Lokalsport: La Facella siegt auf Lieblingsbahn

Lokalsport: La Facella siegt auf Lieblingsbahn

Die vierjährige Stute aus Neuss gewinnt mit Maxim Pecheur auf der Galopprennbahn in der Vahr.

Ob Rennpferde ein Erinnerungsvermögen an gute oder schlechte Erlebnisse in ihrer Karriere haben, das ist zumindest wissenschaftlich nicht bewiesen. Aber es gibt mit Sicherheit Rennbahnen, auf denen Pferde wirklich besonders gern und dann meist auch schnell laufen. Ein solcher Fall scheint die vierjährige Stute La Facella zu sein.

Bei acht Starts im Leben hatte sie einmal gewonnen. Das geschah am 19. Oktober 2014 in Bremen. Am Sonntag ist sie wieder auf der Rennbahn in der Vahr angetreten und hat dort zum zweiten Mal gewonnen. Ihr Trainer Axel Kleinkorres war schon vorher ungewöhnlich optimistisch und das sollte sich bewahrheiten, denn der aus dem Saarland stammende Jockey Maxim Pecheur dirigierte die Stute zu einem klaren Sieg. Dazu wählte er mit ihr die Spur ganz an der Außenseite, denn die war noch einigermaßen unverbraucht. Das Besondere an der Stute sind ihre Besitzer: Es ist die Besitzergemeinschaft "Stall Samt und Seide" aus Krefeld. Kleinkorres: "Die gibt es seit 1977 und immer wurden die Pferde in Krefeld trainiert. Aber es gab eine Zeit von drei Jahren ohne einen Sieg und dann sind sie mehr aus Zufall bei mir gelandet." Mächtig stolz nahmen die Krefelder in Bremen die Ehrenpreise entgegen. Die Ostsee-Rennbahn in Bad Doberan-Heiligendamm könnte das nächste Ziel sein.

Mit einem Neusser Sieg ging es in Bremen bereits los. Allerdings wird die zweijährige Stute American Queen nicht in Neuss, sondern für die Besitzerin Erika Ulbricht im Schlenderhaner Privatquartier vom Franzosen Jean-Pierre Carvalho trainiert. Die Gründe dafür sind vielschichtig, dies hängt auch mit dem Vater der Stute zusammen. Das ist der Schlenderhaner Derbysieger Wiener Walzer - und American Queen ist die erste Siegerin für den noch jungen Deckhengst. Die Mutter von American Queen namens Alia war einst bei Axel Kleinkorres im Training. Es gibt zu American Queen noch zwei jüngere Geschwister.
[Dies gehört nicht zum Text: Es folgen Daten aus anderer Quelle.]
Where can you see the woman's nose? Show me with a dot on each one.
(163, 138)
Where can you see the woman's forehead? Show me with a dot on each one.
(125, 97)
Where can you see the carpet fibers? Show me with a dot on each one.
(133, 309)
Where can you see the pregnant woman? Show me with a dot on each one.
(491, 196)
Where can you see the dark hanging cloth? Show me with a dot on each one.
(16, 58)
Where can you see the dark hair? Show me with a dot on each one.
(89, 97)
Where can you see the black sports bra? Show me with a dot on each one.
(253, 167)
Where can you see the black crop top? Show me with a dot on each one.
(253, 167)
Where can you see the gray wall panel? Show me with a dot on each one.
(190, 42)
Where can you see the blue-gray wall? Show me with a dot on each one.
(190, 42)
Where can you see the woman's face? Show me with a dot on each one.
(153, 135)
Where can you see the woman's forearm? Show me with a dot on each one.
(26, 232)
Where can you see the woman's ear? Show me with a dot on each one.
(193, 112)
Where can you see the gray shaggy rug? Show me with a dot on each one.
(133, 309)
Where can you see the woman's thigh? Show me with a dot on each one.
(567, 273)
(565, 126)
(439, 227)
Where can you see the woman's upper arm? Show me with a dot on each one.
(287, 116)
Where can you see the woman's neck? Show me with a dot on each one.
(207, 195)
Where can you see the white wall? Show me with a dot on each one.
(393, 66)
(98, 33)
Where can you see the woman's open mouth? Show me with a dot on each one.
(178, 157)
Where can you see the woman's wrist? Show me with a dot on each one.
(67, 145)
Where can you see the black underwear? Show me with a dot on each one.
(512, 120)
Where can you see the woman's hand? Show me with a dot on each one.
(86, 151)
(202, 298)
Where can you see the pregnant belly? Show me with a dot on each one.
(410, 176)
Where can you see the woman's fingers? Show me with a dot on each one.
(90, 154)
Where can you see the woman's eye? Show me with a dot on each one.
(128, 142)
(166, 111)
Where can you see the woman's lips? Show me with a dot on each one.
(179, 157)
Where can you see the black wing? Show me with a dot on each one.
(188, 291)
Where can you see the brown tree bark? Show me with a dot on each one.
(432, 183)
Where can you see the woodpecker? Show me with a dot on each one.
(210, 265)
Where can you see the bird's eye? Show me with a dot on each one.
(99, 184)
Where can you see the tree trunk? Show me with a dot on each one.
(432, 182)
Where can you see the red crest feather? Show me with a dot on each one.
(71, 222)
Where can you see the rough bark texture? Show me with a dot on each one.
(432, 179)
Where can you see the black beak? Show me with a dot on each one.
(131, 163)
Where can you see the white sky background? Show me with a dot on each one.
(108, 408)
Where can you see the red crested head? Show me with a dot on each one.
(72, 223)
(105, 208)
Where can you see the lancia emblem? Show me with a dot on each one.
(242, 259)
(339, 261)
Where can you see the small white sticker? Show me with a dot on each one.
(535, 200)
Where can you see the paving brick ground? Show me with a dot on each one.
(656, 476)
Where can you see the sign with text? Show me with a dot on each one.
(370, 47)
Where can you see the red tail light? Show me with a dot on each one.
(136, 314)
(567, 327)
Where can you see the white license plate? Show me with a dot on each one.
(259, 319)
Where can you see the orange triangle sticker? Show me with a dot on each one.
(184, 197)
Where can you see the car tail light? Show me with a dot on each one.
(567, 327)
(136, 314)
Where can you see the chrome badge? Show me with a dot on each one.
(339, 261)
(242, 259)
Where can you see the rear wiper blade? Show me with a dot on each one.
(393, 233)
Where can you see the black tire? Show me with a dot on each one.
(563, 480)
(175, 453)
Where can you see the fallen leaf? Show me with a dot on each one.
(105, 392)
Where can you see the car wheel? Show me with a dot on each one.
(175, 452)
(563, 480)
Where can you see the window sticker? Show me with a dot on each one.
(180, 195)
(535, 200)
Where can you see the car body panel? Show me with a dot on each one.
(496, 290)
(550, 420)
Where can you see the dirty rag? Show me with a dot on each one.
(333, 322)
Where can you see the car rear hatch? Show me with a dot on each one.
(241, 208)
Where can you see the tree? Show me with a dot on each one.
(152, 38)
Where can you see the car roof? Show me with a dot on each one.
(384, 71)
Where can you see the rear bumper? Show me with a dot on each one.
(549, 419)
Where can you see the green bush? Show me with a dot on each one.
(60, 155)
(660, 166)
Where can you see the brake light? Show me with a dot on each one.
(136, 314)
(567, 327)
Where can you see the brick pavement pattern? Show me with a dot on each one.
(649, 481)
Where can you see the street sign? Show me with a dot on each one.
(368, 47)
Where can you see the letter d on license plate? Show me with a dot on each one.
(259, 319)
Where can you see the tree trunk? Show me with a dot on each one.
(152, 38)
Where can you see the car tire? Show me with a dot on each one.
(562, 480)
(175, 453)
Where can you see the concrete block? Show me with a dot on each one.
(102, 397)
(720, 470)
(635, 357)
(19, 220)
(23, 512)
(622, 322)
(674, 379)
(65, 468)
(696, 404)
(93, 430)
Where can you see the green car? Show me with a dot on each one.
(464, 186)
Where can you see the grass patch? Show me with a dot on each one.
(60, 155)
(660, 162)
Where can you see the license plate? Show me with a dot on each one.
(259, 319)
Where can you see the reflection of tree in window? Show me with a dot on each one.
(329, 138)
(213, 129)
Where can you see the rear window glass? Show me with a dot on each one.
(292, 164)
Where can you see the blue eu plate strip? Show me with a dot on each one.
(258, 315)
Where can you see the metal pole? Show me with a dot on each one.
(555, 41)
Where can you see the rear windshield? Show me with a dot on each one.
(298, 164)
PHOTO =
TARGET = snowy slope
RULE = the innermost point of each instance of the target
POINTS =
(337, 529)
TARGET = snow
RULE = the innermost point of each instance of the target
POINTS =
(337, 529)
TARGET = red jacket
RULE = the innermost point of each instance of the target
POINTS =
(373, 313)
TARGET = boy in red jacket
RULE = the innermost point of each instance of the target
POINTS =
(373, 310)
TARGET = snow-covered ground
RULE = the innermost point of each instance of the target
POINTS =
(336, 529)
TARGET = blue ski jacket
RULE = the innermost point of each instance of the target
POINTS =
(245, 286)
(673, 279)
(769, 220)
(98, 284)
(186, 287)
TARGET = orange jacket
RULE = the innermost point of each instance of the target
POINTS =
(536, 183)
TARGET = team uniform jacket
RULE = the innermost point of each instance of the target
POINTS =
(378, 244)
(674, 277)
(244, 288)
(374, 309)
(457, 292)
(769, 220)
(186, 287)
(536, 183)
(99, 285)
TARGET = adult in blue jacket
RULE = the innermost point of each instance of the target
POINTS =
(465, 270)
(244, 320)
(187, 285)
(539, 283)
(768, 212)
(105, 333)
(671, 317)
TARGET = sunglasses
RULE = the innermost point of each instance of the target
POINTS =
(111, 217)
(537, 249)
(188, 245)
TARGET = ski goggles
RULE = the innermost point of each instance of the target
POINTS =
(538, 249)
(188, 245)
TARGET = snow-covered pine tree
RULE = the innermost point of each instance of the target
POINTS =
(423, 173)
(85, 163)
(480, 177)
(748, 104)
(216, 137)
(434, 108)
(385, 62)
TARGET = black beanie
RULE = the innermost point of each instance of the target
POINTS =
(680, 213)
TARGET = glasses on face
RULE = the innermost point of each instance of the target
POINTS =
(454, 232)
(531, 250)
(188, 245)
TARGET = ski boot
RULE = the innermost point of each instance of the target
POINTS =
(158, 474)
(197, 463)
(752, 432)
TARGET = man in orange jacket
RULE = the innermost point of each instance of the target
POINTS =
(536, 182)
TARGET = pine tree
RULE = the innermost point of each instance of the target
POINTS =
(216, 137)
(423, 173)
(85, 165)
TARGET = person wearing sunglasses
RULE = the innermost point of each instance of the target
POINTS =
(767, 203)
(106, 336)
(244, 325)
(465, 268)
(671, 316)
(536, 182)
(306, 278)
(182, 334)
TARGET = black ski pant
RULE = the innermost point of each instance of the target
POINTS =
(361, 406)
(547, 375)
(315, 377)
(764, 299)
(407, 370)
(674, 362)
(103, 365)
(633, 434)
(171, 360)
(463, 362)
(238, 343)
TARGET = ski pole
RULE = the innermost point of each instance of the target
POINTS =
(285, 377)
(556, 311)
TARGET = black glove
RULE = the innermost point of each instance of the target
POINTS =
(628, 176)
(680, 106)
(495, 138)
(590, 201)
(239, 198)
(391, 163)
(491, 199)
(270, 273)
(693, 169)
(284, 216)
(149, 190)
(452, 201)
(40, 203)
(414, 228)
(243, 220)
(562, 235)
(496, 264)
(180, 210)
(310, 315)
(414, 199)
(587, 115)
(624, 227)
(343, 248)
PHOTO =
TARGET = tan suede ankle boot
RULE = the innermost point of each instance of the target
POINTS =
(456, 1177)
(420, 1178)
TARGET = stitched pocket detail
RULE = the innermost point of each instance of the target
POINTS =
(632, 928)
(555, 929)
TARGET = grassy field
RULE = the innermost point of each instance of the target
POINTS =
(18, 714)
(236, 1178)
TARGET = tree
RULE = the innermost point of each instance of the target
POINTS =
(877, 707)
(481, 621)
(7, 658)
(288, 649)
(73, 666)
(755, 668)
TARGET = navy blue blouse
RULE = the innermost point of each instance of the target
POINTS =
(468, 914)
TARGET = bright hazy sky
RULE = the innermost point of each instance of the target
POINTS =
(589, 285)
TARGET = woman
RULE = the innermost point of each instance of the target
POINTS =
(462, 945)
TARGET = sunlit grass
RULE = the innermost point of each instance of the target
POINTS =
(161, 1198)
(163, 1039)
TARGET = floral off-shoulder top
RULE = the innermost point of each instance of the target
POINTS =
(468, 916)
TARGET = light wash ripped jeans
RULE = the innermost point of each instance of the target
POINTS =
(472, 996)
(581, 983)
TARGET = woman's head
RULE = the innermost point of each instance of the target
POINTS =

Begünstigt wurde der Erfolg allerdings durch ein kleines Feld von nur drei Pferden. Der eigentliche Favorit Palace King hatte sich auf dem Transport nach Bremen verletzt. Es war auch das favorisierte Pferd des Trainers Jean-Pierre Carvalho. Erika und Didi Ulbricht war das egal. Mit dem Ehrenpreis und einer Flasche Champagner ging es zurück nach Neuss.